My aspiration was renewed with the publication last year of the book “Hauturu”, edited by Lyn Wade and Dick Veitch of the Trust. After reviewing it for Birds New Zealand magazine, I asked Lyn how I might visit the island. She and Dick kindly arranged for me to get a permit from Te Papa Atawhai Department of Conservation (DOC) and join a trip in January 2021 after a spare place came up.

During the calm journey out we passed increasing numbers of toanui (flesh-footed shearwaters) rako (Buller’s shearwaters) and tïtï (Cook’s petrels) and a few takahikare-moana (white-faced storm petrels), but no New Zealand storm petrels.

Arriving at Te Maraeroa Spit we found abundant korimako (bellbirds) warou (welcome swallows) and kererū and kākā flying near the ranger’s house.

Walking up the Valley Track the bush was alive with korimako and tīeke and it wasn’t long before I saw my first Hauturu hihi (stitchbird) – a sub-adult.

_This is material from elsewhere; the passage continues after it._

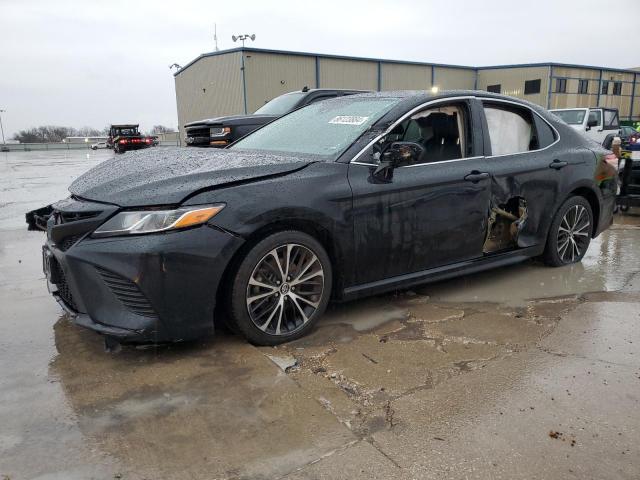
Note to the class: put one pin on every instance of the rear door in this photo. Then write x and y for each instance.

Further on I also saw a smart adult male. As I watched him, red-crowned kākāriki chattered above and koekoea (long-tailed cuckoos) whistled from trees up the slope. A kahu drifted over the canopy causing the forest to fall silent but after a few minutes, one of the koekoea flew over the valley and a second sped off through the trees.

Feeling lucky to have seen hihi and koekoea, I set of f back to the rangers’ house. I’d only walked a few metres when I heard the rustling sound of a dark brown bird with pale brown streaks casually walking towards me – a North Island brown kiwi. I stopped and took a few photos as it probed the dry ground and crevices between tree roots, audibly snapping its long pale bill between each probing. After ten minutes, it continued up the slope and I lost sight of it.

Later on, while chatting with Dick near the house, a kōkako jumped out of a tree onto the ground in front of us, giving us sublime views of it for several minutes as it hopped around feeding before bounding off.

Seeing Hauturu’s magic birds close-up was an unforgettable experience. If you have the chance to visit I would highly recommend it.

Michael Szabo is editor of Birds New Zealand magazine.